Well, lets start with the bad, and end with the good; its always best to finish on a positive note. Labels can be bad because people don’t tend to fit perfectly into boxes. We have this image in our heads of what it means to be male; strong, brave, powerful, smart, etc. But not every man is all of those things. In fact, most men probably aren’t all of those things. They don’t fit into the box of masculinity. It works the same for women. We are taught that women are small, delicate, soft, nurturing, etc. But I bet you can’t think of a woman who is all of those things. Even if you did come up with a man or woman who fit those descriptions, I bet you can think of one who can’t. The truth is, not every man is the same as every other man, and not every woman is the same as every other woman. There are plenty of nurturing men, and powerful women. We don’t fit into boxes.
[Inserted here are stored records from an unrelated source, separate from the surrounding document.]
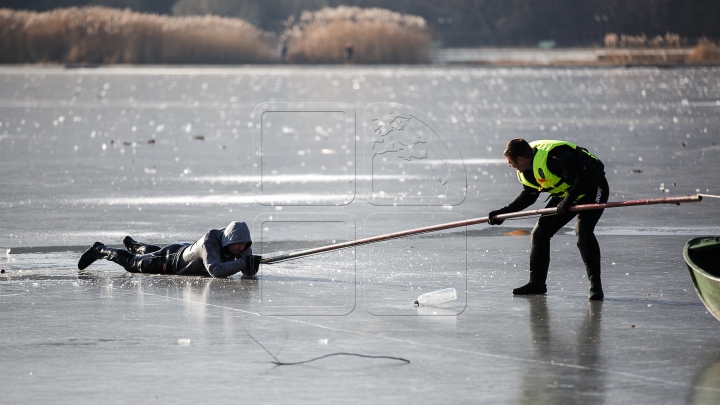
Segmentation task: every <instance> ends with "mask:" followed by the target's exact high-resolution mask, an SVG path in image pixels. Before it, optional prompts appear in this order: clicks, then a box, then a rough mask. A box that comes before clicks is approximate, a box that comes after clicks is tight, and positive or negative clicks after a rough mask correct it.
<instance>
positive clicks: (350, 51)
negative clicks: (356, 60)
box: [345, 41, 353, 63]
mask: <svg viewBox="0 0 720 405" xmlns="http://www.w3.org/2000/svg"><path fill="white" fill-rule="evenodd" d="M352 53H353V51H352V43H351V42H349V41H348V42H345V63H352Z"/></svg>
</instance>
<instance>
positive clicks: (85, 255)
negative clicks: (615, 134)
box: [78, 242, 105, 270]
mask: <svg viewBox="0 0 720 405" xmlns="http://www.w3.org/2000/svg"><path fill="white" fill-rule="evenodd" d="M102 246H105V245H103V244H102V243H101V242H95V244H93V246H92V247H91V248H90V249H88V250H87V251H86V252H85V253H83V255H82V256H80V260H78V269H80V270H85V269H86V268H87V267H88V266H89V265H91V264H93V263H94V262H95V260H97V259H102V258H103V256H102V255H101V253H100V249H101V247H102Z"/></svg>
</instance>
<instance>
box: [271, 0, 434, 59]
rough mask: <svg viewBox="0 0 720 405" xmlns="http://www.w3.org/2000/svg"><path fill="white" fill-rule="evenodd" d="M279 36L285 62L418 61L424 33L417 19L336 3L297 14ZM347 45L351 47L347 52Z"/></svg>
mask: <svg viewBox="0 0 720 405" xmlns="http://www.w3.org/2000/svg"><path fill="white" fill-rule="evenodd" d="M287 25H288V28H287V29H286V31H285V32H284V34H283V36H282V37H283V40H284V42H285V43H286V45H287V54H286V60H287V61H288V62H291V63H359V64H370V63H390V64H397V63H423V62H427V61H428V60H429V57H428V48H429V45H430V39H431V37H430V34H429V33H428V32H427V23H426V22H425V20H424V19H423V18H422V17H417V16H412V15H406V14H400V13H396V12H392V11H389V10H385V9H380V8H368V9H362V8H359V7H346V6H340V7H337V8H324V9H321V10H319V11H316V12H307V11H306V12H303V14H302V15H301V16H300V18H299V19H298V20H297V21H292V20H290V21H289V22H288V24H287ZM348 46H351V47H352V50H351V53H349V52H348Z"/></svg>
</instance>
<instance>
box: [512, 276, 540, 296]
mask: <svg viewBox="0 0 720 405" xmlns="http://www.w3.org/2000/svg"><path fill="white" fill-rule="evenodd" d="M545 293H547V286H546V285H545V283H537V282H533V281H532V280H530V282H529V283H527V284H525V285H524V286H522V287H518V288H515V289H513V294H514V295H533V294H545Z"/></svg>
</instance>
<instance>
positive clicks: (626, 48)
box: [430, 47, 718, 67]
mask: <svg viewBox="0 0 720 405" xmlns="http://www.w3.org/2000/svg"><path fill="white" fill-rule="evenodd" d="M693 50H694V48H690V47H684V48H553V49H540V48H490V47H488V48H446V49H433V50H431V51H430V60H431V61H432V63H433V64H449V65H454V64H471V65H484V66H526V67H532V66H541V67H542V66H545V67H550V66H559V67H573V66H575V67H585V66H586V67H604V66H607V67H613V66H625V67H633V66H638V67H642V66H699V65H702V66H714V65H717V64H718V63H717V62H715V63H710V62H707V63H688V62H686V60H687V58H688V56H690V55H691V54H692V52H693Z"/></svg>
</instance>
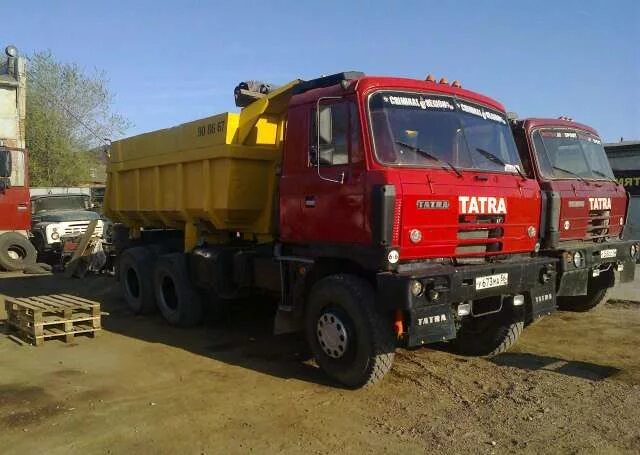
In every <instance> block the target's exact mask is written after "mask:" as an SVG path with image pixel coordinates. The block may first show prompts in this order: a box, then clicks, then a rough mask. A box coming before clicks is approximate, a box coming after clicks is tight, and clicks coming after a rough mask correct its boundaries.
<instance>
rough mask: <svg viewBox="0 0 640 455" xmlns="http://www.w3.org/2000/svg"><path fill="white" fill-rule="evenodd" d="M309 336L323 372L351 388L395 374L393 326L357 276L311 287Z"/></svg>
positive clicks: (314, 354)
mask: <svg viewBox="0 0 640 455" xmlns="http://www.w3.org/2000/svg"><path fill="white" fill-rule="evenodd" d="M305 331H306V334H307V341H308V343H309V346H310V348H311V351H312V352H313V354H314V356H315V358H316V361H317V362H318V365H319V366H320V368H321V369H322V370H323V371H324V372H325V373H326V374H327V375H328V376H330V377H331V378H332V379H334V380H336V381H338V382H339V383H341V384H343V385H345V386H347V387H349V388H358V387H366V386H369V385H372V384H375V383H376V382H379V381H380V380H381V379H382V378H383V377H384V375H385V374H386V373H387V372H388V371H389V370H390V369H391V365H392V364H393V357H394V351H395V347H396V340H395V336H394V333H393V330H392V325H391V321H390V320H389V318H386V317H384V316H383V315H381V314H380V313H379V312H378V311H377V310H376V308H375V296H374V292H373V289H372V288H371V285H369V283H367V282H366V281H364V280H362V279H360V278H358V277H355V276H351V275H342V274H341V275H333V276H329V277H327V278H323V279H322V280H320V281H318V282H317V283H316V284H315V285H314V286H313V288H312V290H311V293H310V296H309V300H308V304H307V308H306V313H305Z"/></svg>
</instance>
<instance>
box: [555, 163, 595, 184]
mask: <svg viewBox="0 0 640 455" xmlns="http://www.w3.org/2000/svg"><path fill="white" fill-rule="evenodd" d="M551 167H552V168H554V169H557V170H559V171H562V172H566V173H567V174H571V175H573V176H574V177H577V178H578V180H580V181H581V182H584V183H587V184H588V183H589V182H588V181H587V180H586V179H585V178H584V177H582V176H580V175H578V174H576V173H575V172H573V171H570V170H569V169H565V168H562V167H558V166H551Z"/></svg>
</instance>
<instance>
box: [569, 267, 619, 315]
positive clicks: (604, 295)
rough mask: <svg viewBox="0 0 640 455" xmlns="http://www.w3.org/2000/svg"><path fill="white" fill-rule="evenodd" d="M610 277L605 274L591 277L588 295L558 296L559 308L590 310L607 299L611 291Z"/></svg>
mask: <svg viewBox="0 0 640 455" xmlns="http://www.w3.org/2000/svg"><path fill="white" fill-rule="evenodd" d="M609 279H610V277H607V276H605V274H602V275H600V276H599V277H598V278H596V279H593V278H592V279H590V280H589V283H588V284H587V295H575V296H567V297H558V309H559V310H562V311H576V312H585V311H589V310H591V309H593V308H595V307H596V306H598V305H599V304H600V303H601V302H603V301H606V300H607V292H608V291H609V286H608V285H609V282H610V281H609Z"/></svg>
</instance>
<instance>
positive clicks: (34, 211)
mask: <svg viewBox="0 0 640 455" xmlns="http://www.w3.org/2000/svg"><path fill="white" fill-rule="evenodd" d="M90 209H91V202H90V197H89V196H88V195H86V194H79V193H78V194H73V193H68V194H47V195H41V196H32V197H31V210H32V226H31V234H32V236H33V243H34V244H35V246H36V248H37V250H38V252H39V253H41V254H42V253H48V252H56V253H57V252H60V250H61V248H62V238H63V237H65V236H67V237H73V236H77V235H81V234H84V233H85V232H86V230H87V227H88V226H89V223H91V221H93V220H98V222H97V224H96V227H95V231H94V233H95V234H96V235H98V236H101V235H102V231H103V227H104V223H103V221H102V220H101V219H100V215H99V214H98V213H97V212H95V211H93V210H90Z"/></svg>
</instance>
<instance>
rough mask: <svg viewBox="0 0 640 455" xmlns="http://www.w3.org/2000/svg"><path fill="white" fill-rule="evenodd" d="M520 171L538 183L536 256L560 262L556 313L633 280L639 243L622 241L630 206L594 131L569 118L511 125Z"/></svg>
mask: <svg viewBox="0 0 640 455" xmlns="http://www.w3.org/2000/svg"><path fill="white" fill-rule="evenodd" d="M511 124H512V128H513V133H514V137H515V139H516V143H517V145H518V149H519V151H520V157H521V159H522V161H523V164H524V167H525V170H526V171H527V173H528V174H529V175H531V176H535V178H536V179H538V181H539V182H540V187H541V190H542V199H543V211H542V229H541V232H540V237H541V253H542V254H544V255H548V256H551V257H557V258H558V259H559V269H558V273H557V279H558V283H557V295H558V307H559V308H560V309H563V310H572V311H587V310H589V309H591V308H593V307H595V306H596V305H597V304H598V303H600V302H601V301H603V300H604V299H605V295H606V291H607V289H609V288H611V287H612V286H613V285H614V284H615V272H620V273H619V280H620V281H621V282H627V281H632V280H633V278H634V273H635V262H636V258H637V256H638V243H637V241H634V240H623V228H624V224H625V219H626V215H627V206H628V202H629V198H628V195H627V193H626V191H625V190H624V187H623V186H622V185H620V184H618V183H617V182H616V180H615V179H614V176H613V172H612V171H611V166H610V165H609V161H608V160H607V156H606V154H605V151H604V149H603V147H602V141H601V140H600V138H599V137H598V134H597V133H596V131H595V130H594V129H593V128H591V127H589V126H587V125H582V124H580V123H576V122H574V121H572V120H570V119H568V118H558V119H549V118H529V119H523V120H514V121H512V122H511Z"/></svg>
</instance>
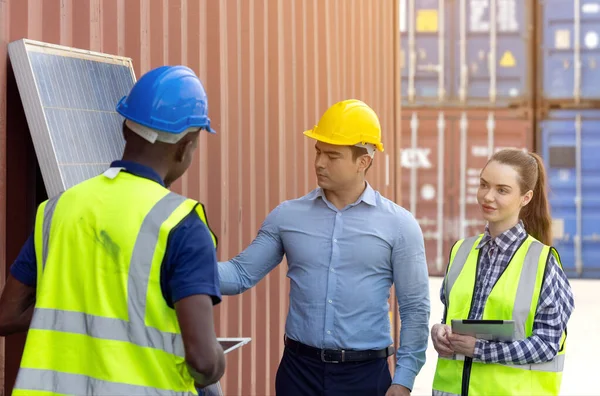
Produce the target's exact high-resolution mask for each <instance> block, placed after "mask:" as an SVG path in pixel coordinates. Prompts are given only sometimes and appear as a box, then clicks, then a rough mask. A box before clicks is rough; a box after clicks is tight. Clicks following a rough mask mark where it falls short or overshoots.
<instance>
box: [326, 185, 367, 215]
mask: <svg viewBox="0 0 600 396" xmlns="http://www.w3.org/2000/svg"><path fill="white" fill-rule="evenodd" d="M365 188H367V183H366V182H365V181H364V180H361V181H360V182H359V183H356V184H354V185H352V186H351V187H348V188H345V189H340V190H335V191H333V190H323V192H324V193H325V197H327V200H328V201H329V202H331V203H332V204H333V206H335V207H336V208H338V209H343V208H345V207H346V206H348V205H350V204H353V203H354V202H356V201H357V200H358V198H359V197H360V196H361V194H362V193H363V192H364V191H365Z"/></svg>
So labels work perfectly for men who fit into the masculine box, but they don’t work so well for the men who don’t. The same goes for women. So are using these labels harmful? Maybe. But one thing I’ve learned as a student of social science is that if it exists, it has a function. So what’s the function of labels?
They’re descriptors. They help us explain who we are and what we like. If you’ve spent much time looking at things in the LGBT community, you’ve probably found someone explaining their identity, and it looks something like this: “Hi, I’m a straight, demisexual, biromantic, cis¹ male, and I like unicorns.” (I just made that up. This is not how I identify, nor is it how anyone I know identifies). So what are all of those words? What do they mean? Why does this person feel the need to say all of that? My head hurts.
I’m not going to spend time explaining all of those (read about them here), but they are just using labels to quickly and easily explain who they are and what they like. If you know what all of those words mean, you’ll quickly understand that they are a male, who was born male, they are interesting in having both male and female romantic partners (though not necessarily at the same time), they are interested in having sex only with females, and they only feel sexually attracted to a woman after they have formed an emotional bond with that woman. Do you see how long it took to say all of that? It was much easier when we used labels.
Conclusively, labels can be limiting, but they do help us explain ourselves in a much simpler manner. Isn’t it much easier to say that you’re an accountant than to describe all of the responsibilities of the job? That’s why we have labels. While it’s true that some people may not know what a particular label means, it’s never a bad time to learn!
Whatever your stance on labels, be respectful of others with differing opinions; they have their reasons!
¹ The term “cis” is an abbreviated form of the word “cisgender”, which means the person identifies with their biological sex, or the gender they were born as.